Alright! Alright! Enough theory done. Let’s focus on the implementation of GLM in Python.
Let’s see first how we can fit a linear regression model using the concept of GLM in python.
All the regression models I have fitted using the statsmodels library in python.
The scatter plot of the data I used for linear regression has 2 explanatory variables(horsepower and acceleration of cars) and 1 response variable mpg of cars(present in the left hand side panel of Figure 2). It is visible that there exists a linear relationship among the explanatory and response variables and variance of the response variable is almost constant. So, it is a descent idea to fit a linear model for this dataset.

The code for fitting the linear regression is very simple. I defined the explanatory variables as x and response variable as y and added constant term with the explanatory variables.
There is no need to pass any link function as default link for Gaussian family is identity function.
Now, let’s focus on some non-linear data as in real life scenarios fitting a linear model is not always feasible.
For example, we need to predict whether a candidate will be admitted for a particular course based on his/her gpa and years of work experience. Now, here the response variable has 2 outcomes either "yes" or "no".
From the data present in the left hand side panel of Figure 3 we can see there does not exist any linear relationship between x and y variables. In fact, one of the most crucial point is linear regression is unbounded. So, we need something rather that linear regression that can output any value between 0 and 1.
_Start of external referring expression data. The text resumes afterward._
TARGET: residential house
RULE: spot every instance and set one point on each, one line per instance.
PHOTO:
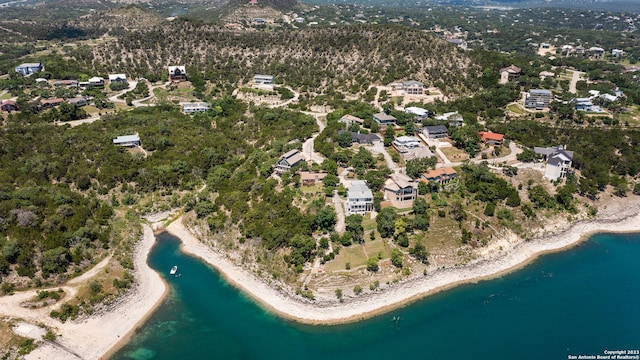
(491, 138)
(8, 106)
(585, 104)
(70, 83)
(558, 161)
(453, 118)
(384, 119)
(127, 140)
(357, 137)
(29, 68)
(177, 73)
(368, 139)
(288, 161)
(400, 187)
(78, 101)
(461, 43)
(435, 131)
(50, 103)
(359, 198)
(263, 79)
(440, 176)
(596, 52)
(546, 74)
(538, 99)
(419, 113)
(404, 143)
(413, 87)
(118, 78)
(511, 72)
(96, 81)
(617, 53)
(309, 179)
(350, 120)
(194, 107)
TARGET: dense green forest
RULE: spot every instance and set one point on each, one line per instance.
(58, 184)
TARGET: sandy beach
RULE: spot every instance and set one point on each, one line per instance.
(97, 336)
(624, 219)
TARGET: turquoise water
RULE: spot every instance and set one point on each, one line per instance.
(578, 302)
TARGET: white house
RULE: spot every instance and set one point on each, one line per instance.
(117, 78)
(558, 161)
(263, 79)
(412, 87)
(453, 118)
(359, 198)
(96, 81)
(288, 161)
(350, 120)
(194, 107)
(400, 187)
(177, 73)
(419, 113)
(384, 119)
(29, 68)
(127, 140)
(408, 142)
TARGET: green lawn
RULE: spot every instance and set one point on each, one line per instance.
(516, 109)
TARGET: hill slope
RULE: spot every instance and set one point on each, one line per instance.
(317, 60)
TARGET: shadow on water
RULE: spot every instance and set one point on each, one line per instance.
(577, 302)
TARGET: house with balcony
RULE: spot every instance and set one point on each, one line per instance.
(310, 178)
(29, 68)
(440, 176)
(491, 138)
(558, 161)
(400, 188)
(436, 131)
(115, 78)
(350, 120)
(538, 99)
(259, 79)
(384, 119)
(509, 73)
(359, 198)
(177, 73)
(8, 106)
(289, 161)
(194, 107)
(412, 87)
(127, 140)
(419, 113)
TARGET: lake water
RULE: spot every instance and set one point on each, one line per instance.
(582, 301)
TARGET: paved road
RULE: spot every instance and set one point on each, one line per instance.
(307, 146)
(378, 148)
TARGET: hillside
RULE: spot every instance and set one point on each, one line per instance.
(316, 60)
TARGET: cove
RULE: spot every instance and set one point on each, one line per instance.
(582, 301)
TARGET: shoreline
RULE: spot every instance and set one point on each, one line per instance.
(101, 336)
(366, 306)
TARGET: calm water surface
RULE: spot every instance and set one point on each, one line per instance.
(578, 302)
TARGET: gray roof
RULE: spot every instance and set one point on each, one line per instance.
(364, 138)
(436, 129)
(30, 65)
(359, 189)
(126, 139)
(411, 82)
(540, 92)
(384, 117)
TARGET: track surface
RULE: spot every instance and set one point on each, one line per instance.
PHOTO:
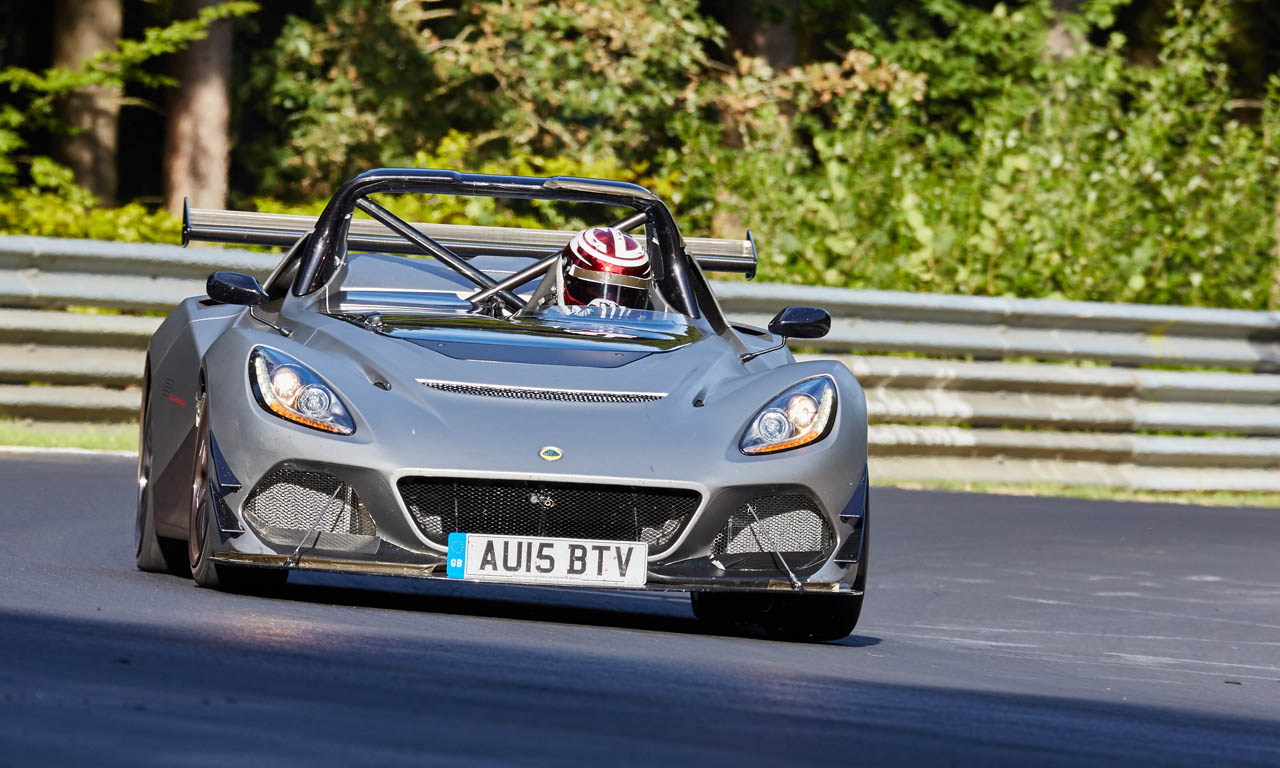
(997, 630)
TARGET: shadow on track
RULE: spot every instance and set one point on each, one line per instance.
(80, 690)
(599, 608)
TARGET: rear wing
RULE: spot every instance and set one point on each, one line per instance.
(247, 228)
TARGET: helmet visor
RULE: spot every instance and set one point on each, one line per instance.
(584, 292)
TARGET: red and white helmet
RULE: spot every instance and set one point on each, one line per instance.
(606, 265)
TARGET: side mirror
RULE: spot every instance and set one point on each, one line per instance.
(801, 323)
(236, 288)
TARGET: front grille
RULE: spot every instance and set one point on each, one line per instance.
(787, 524)
(570, 396)
(442, 506)
(291, 502)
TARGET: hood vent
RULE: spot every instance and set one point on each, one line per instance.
(568, 396)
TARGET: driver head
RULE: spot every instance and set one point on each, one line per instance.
(606, 265)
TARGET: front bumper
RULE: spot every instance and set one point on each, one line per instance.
(396, 545)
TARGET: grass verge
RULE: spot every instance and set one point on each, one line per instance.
(69, 434)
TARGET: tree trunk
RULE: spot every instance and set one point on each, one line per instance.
(196, 142)
(762, 28)
(83, 28)
(1060, 41)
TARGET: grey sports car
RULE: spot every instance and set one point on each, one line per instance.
(405, 400)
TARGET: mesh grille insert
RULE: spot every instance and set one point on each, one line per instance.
(440, 506)
(572, 396)
(790, 522)
(288, 502)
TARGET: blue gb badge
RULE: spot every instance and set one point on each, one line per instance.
(457, 556)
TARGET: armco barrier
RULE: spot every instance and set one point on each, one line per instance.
(1011, 391)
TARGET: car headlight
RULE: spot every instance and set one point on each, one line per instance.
(799, 416)
(292, 391)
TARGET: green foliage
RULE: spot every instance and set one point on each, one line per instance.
(369, 83)
(76, 214)
(1086, 177)
(35, 94)
(944, 149)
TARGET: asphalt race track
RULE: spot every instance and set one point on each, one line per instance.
(999, 630)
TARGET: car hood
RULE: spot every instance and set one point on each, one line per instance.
(538, 341)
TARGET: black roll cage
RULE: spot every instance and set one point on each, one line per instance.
(321, 252)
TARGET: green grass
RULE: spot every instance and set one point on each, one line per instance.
(69, 434)
(1202, 498)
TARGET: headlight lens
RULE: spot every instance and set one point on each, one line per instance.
(799, 416)
(292, 391)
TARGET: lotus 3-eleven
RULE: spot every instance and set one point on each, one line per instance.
(502, 405)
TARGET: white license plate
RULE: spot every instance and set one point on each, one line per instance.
(529, 560)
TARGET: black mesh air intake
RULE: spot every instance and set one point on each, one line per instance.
(440, 506)
(288, 503)
(787, 524)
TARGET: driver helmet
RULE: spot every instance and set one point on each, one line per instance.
(604, 266)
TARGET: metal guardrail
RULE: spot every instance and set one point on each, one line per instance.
(996, 389)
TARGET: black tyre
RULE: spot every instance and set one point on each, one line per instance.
(150, 552)
(201, 530)
(794, 616)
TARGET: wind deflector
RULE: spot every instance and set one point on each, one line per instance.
(247, 228)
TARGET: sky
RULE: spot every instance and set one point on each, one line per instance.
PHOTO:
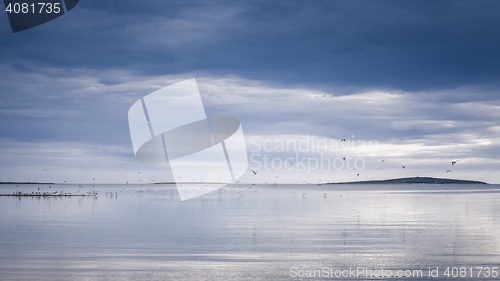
(405, 83)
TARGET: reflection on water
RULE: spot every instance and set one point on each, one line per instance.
(244, 232)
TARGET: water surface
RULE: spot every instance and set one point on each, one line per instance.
(246, 232)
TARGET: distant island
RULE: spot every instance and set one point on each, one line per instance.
(420, 180)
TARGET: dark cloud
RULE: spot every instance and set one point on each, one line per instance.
(409, 45)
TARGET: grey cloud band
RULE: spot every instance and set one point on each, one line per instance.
(171, 125)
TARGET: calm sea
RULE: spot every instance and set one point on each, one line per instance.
(252, 232)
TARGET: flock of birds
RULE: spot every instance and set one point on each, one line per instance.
(453, 163)
(94, 193)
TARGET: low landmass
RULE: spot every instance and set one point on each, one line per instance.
(414, 180)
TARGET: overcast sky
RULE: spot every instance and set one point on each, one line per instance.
(420, 79)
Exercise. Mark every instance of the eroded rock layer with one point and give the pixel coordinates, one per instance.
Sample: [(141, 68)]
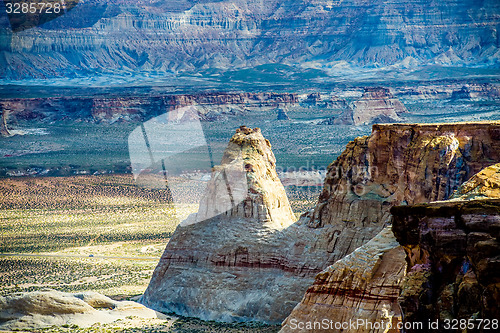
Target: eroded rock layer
[(399, 164), (453, 252), (409, 166), (156, 37), (243, 258), (362, 286), (377, 105)]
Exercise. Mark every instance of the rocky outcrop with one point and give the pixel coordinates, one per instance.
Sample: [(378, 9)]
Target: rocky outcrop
[(239, 266), (190, 36), (224, 262), (355, 294), (282, 115), (377, 105), (4, 130), (357, 201), (138, 108), (45, 308), (452, 251), (483, 185)]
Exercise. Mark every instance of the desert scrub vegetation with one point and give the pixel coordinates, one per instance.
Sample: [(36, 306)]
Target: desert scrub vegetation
[(53, 213)]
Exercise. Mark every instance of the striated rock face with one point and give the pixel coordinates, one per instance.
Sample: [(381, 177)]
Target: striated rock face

The code for logistic regression is also pretty simple and almost same as linear regression except the probability distribution and the link function. The distribution used for logistic regression is Binomial/Bernoulli and the link function used is logit which is default for Binomial family.
In fact, we can use probit function also as link function. Our main motto is to have output between 0 and 1. Both logit and probit functions give almost similar inference. But, because of explainability logit function is mostly used.
The right hand side panel of Figure 3 is showing that the straight curved surface is replaced by a S-shaped curve surface and the value is bounded between 0 and 1. It also allows different rate of changes at the low and high end of the x variable and hence properly deals with heteroskedasticity.
Finally, let’s see what we can do if we need to predict the number of awards received by the students using their math and science score. The scatter plot looks like the plot present in the left hand side panel of Figure 4.
We can not fit linear regression for this data as the variance of response variable is not constant with regards to the explanatory variables. Also, the value of the response variable is positive integer which is discrete but normal distribution used for linear regression takes continuous variables and it can be negative as well.

We use Poisson distribution for Poisson regression with log as link function.
We can see from the right hand side panel of Figure 4 the predicted surface is exponential.
For more details like the summary of the regression models and how I fitted the 3-D plots in python please visit my GitHub profile.
Conclusion
To summarize, we have seen that GLM can be used to fit both linear and non-linear data. In fact, there are several other non-canonical link functions we can use for the probability distributions to fit the data in the most efficient way. For example, we can use probit function for logistic regression; log function for the normal distribution.
So, finally we can say that Generalized Linear Model is the "General" approach for fitting a regression model with any kind of data.
That’s it folks. Thank you for reading and happy learning!!